In a letter to Gov. Nathan Deal and legislative leaders, the Smyrna attorney said she has "stood up for the voiceless, spoken out for change and held firm against retreat" while working across party lines since her 2010 election.
"It was my honor to represent the people of my district, but it is time that my place is taken by another," she wrote. "It is with a heavy heart, but with an enthusiastic eye to the future that I tender my resignation from the Georgia House of Representatives."
She is the third gubernatorial candidate to step down in recent weeks to concentrate on a campaign to succeed Deal. Republican state Sen. Hunter Hill and state Rep. Stacey Abrams, who once led the chamber's Democratic caucus, both resigned in late August.

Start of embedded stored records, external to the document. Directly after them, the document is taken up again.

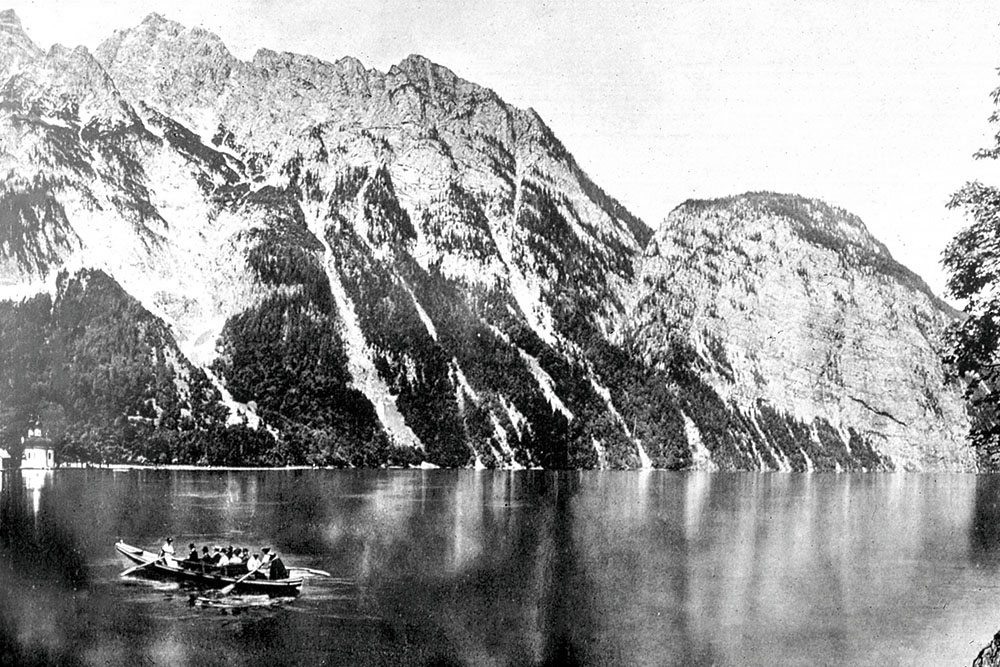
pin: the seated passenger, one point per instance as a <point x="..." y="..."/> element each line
<point x="278" y="569"/>
<point x="253" y="563"/>
<point x="167" y="552"/>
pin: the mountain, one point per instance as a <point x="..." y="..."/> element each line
<point x="341" y="266"/>
<point x="790" y="303"/>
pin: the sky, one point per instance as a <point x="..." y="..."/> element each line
<point x="873" y="106"/>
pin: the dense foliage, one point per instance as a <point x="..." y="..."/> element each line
<point x="102" y="377"/>
<point x="972" y="260"/>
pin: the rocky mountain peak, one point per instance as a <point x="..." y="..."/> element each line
<point x="402" y="259"/>
<point x="10" y="21"/>
<point x="14" y="42"/>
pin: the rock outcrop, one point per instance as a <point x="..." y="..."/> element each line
<point x="792" y="303"/>
<point x="392" y="267"/>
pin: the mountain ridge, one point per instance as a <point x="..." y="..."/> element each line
<point x="393" y="267"/>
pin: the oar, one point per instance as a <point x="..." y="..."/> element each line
<point x="309" y="570"/>
<point x="229" y="589"/>
<point x="139" y="567"/>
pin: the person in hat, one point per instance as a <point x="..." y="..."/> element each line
<point x="167" y="552"/>
<point x="253" y="563"/>
<point x="276" y="568"/>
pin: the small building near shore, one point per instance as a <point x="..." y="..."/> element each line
<point x="38" y="452"/>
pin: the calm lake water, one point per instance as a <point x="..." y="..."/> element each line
<point x="525" y="568"/>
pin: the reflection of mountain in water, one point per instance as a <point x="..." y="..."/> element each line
<point x="984" y="535"/>
<point x="528" y="568"/>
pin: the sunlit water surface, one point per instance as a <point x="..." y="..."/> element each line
<point x="525" y="568"/>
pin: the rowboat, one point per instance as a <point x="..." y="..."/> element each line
<point x="207" y="579"/>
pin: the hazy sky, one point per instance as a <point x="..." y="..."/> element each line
<point x="872" y="106"/>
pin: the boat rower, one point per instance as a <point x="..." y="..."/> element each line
<point x="167" y="552"/>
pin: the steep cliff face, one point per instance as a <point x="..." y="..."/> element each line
<point x="791" y="303"/>
<point x="377" y="267"/>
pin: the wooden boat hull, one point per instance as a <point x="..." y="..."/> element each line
<point x="275" y="588"/>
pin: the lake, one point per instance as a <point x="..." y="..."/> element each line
<point x="511" y="568"/>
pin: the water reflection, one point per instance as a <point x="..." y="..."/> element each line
<point x="502" y="568"/>
<point x="985" y="534"/>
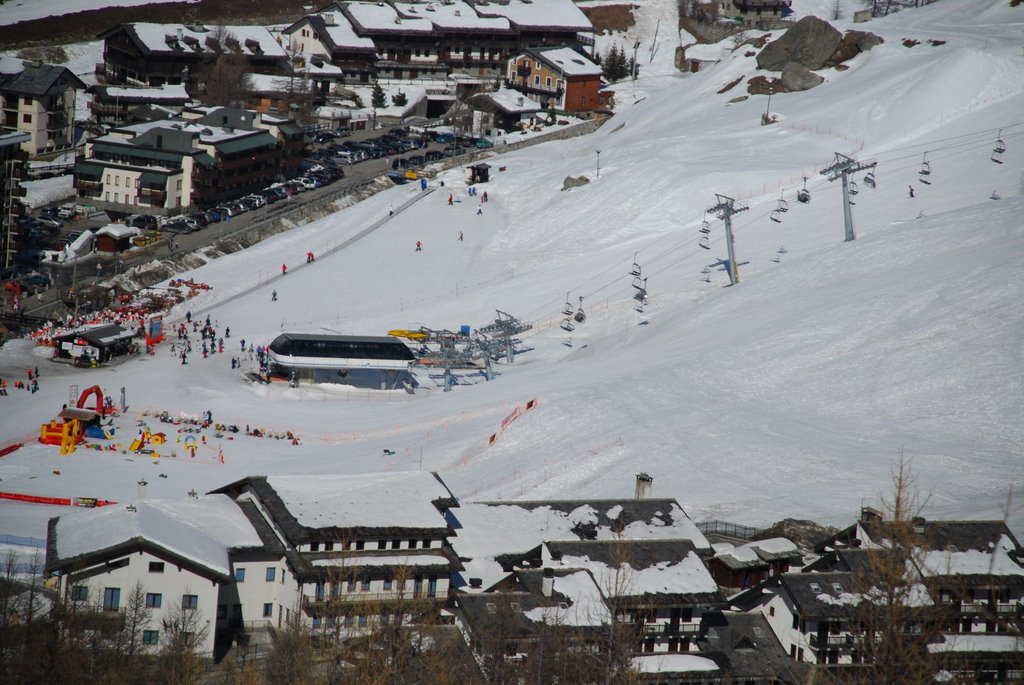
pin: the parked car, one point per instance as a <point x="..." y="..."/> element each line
<point x="49" y="222"/>
<point x="37" y="281"/>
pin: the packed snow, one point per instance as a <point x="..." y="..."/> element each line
<point x="790" y="394"/>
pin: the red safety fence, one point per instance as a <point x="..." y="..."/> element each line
<point x="61" y="502"/>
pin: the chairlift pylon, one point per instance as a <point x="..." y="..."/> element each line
<point x="926" y="170"/>
<point x="567" y="309"/>
<point x="635" y="270"/>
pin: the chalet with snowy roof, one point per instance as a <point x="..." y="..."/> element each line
<point x="659" y="587"/>
<point x="415" y="40"/>
<point x="557" y="78"/>
<point x="489" y="558"/>
<point x="154" y="54"/>
<point x="745" y="565"/>
<point x="113" y="104"/>
<point x="169" y="548"/>
<point x="204" y="157"/>
<point x="973" y="570"/>
<point x="356" y="557"/>
<point x="38" y="99"/>
<point x="813" y="615"/>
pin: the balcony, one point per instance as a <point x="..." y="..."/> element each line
<point x="669" y="629"/>
<point x="833" y="642"/>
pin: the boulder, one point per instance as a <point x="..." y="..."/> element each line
<point x="573" y="181"/>
<point x="810" y="43"/>
<point x="796" y="77"/>
<point x="853" y="43"/>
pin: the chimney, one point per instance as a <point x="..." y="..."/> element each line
<point x="643" y="485"/>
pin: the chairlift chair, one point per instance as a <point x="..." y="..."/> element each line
<point x="803" y="195"/>
<point x="1000" y="147"/>
<point x="926" y="171"/>
<point x="580" y="316"/>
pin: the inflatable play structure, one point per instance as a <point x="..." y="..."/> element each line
<point x="72" y="425"/>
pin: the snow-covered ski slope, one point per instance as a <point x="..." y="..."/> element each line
<point x="790" y="394"/>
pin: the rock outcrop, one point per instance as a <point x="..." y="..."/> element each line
<point x="810" y="43"/>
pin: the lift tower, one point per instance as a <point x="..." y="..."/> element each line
<point x="842" y="168"/>
<point x="725" y="208"/>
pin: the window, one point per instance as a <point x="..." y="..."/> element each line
<point x="112" y="599"/>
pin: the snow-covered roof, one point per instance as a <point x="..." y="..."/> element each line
<point x="569" y="61"/>
<point x="200" y="529"/>
<point x="154" y="93"/>
<point x="513" y="101"/>
<point x="382" y="16"/>
<point x="673" y="664"/>
<point x="367" y="500"/>
<point x="269" y="83"/>
<point x="686" y="575"/>
<point x="118" y="230"/>
<point x="973" y="562"/>
<point x="453" y="15"/>
<point x="253" y="40"/>
<point x="390" y="560"/>
<point x="528" y="14"/>
<point x="585" y="606"/>
<point x="340" y="30"/>
<point x="978" y="642"/>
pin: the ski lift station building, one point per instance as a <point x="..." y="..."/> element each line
<point x="380" y="362"/>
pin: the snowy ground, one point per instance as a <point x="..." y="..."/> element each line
<point x="791" y="394"/>
<point x="13" y="11"/>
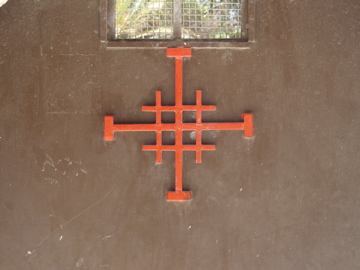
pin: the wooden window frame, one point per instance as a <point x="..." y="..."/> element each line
<point x="107" y="32"/>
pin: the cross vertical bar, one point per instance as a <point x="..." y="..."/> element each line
<point x="178" y="122"/>
<point x="198" y="121"/>
<point x="158" y="122"/>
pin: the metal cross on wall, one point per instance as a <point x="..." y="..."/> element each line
<point x="178" y="127"/>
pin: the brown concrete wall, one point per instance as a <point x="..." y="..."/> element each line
<point x="286" y="199"/>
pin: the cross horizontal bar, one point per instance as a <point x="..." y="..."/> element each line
<point x="110" y="127"/>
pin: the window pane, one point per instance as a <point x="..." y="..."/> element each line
<point x="211" y="19"/>
<point x="144" y="19"/>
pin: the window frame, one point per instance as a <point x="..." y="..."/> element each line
<point x="107" y="32"/>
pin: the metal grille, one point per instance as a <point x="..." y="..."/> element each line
<point x="197" y="19"/>
<point x="144" y="19"/>
<point x="211" y="19"/>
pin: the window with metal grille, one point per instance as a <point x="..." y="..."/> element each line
<point x="177" y="22"/>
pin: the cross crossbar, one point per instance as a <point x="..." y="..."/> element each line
<point x="178" y="126"/>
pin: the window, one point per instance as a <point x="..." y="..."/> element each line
<point x="165" y="23"/>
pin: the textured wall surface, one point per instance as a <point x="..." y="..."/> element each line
<point x="286" y="199"/>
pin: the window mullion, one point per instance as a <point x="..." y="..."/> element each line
<point x="177" y="20"/>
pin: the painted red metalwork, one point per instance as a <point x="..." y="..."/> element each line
<point x="178" y="127"/>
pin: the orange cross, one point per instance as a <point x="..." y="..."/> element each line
<point x="178" y="127"/>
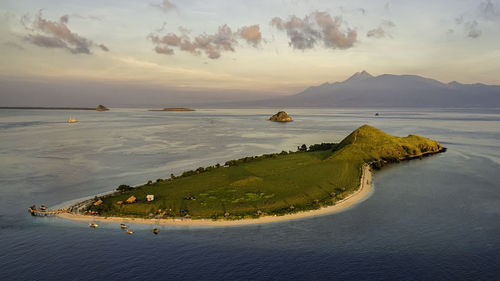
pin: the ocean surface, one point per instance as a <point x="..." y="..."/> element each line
<point x="431" y="219"/>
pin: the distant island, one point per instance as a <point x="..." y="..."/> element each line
<point x="316" y="179"/>
<point x="98" y="108"/>
<point x="101" y="108"/>
<point x="387" y="90"/>
<point x="173" y="109"/>
<point x="281" y="117"/>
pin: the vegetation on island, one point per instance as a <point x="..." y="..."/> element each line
<point x="270" y="184"/>
<point x="101" y="108"/>
<point x="281" y="117"/>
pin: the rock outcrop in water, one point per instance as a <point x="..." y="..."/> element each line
<point x="281" y="117"/>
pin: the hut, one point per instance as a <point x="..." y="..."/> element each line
<point x="131" y="199"/>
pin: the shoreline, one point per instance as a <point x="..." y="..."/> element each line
<point x="359" y="194"/>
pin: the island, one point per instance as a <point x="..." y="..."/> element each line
<point x="281" y="117"/>
<point x="312" y="180"/>
<point x="173" y="109"/>
<point x="101" y="108"/>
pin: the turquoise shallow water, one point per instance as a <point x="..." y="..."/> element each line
<point x="431" y="219"/>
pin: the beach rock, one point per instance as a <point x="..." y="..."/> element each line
<point x="281" y="117"/>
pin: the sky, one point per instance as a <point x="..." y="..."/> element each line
<point x="241" y="48"/>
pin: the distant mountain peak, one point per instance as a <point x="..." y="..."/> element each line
<point x="358" y="76"/>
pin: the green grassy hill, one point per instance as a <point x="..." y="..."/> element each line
<point x="269" y="184"/>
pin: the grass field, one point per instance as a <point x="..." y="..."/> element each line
<point x="270" y="184"/>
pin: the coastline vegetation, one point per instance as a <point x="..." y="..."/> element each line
<point x="269" y="184"/>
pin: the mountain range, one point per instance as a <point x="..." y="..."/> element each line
<point x="387" y="90"/>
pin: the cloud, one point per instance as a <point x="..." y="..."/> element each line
<point x="382" y="30"/>
<point x="488" y="11"/>
<point x="103" y="47"/>
<point x="165" y="6"/>
<point x="52" y="34"/>
<point x="224" y="40"/>
<point x="13" y="45"/>
<point x="306" y="33"/>
<point x="472" y="29"/>
<point x="251" y="34"/>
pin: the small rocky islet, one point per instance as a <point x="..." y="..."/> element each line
<point x="281" y="116"/>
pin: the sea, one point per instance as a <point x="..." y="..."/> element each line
<point x="437" y="218"/>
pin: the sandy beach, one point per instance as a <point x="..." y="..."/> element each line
<point x="358" y="195"/>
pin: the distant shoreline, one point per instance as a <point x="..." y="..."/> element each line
<point x="359" y="194"/>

Republican state Rep. Geoff Duncan, one of three GOP office-holders running for lieutenant governor, also earlier resigned his seat. More moves could soon be coming: The window is fast-closing for lawmakers to step down while still ensuring a special election will be held this year.
But remaining in office also has significant drawbacks. State legislators and constitutional officers can’t raise campaign money during the 40-day legislative session, which spans from January through March and possibly longer, and every day at the Capitol means less time meeting voters or stumping at events.
The other three leading GOP candidates for office - Lt. Gov. Casey Cagle, Secretary of State Brian Kemp and state Sen. Michael Williams - have all said they intend to remain in office.
Evans represents a Democratic-leaning district that hugs I-75 as it stretches through parts of Smyrna and east Cobb County. She captured almost three-quarters of the vote in November to defeat a little-known Republican.
Deal set the special election to replace Evans for Nov. 7, the same day as other city and county races. One candidate has already filed paperwork to run for the seat: Smyrna Mayor Pro Tem Teri Anulewicz, a Democrat and long-time public affairs specialist.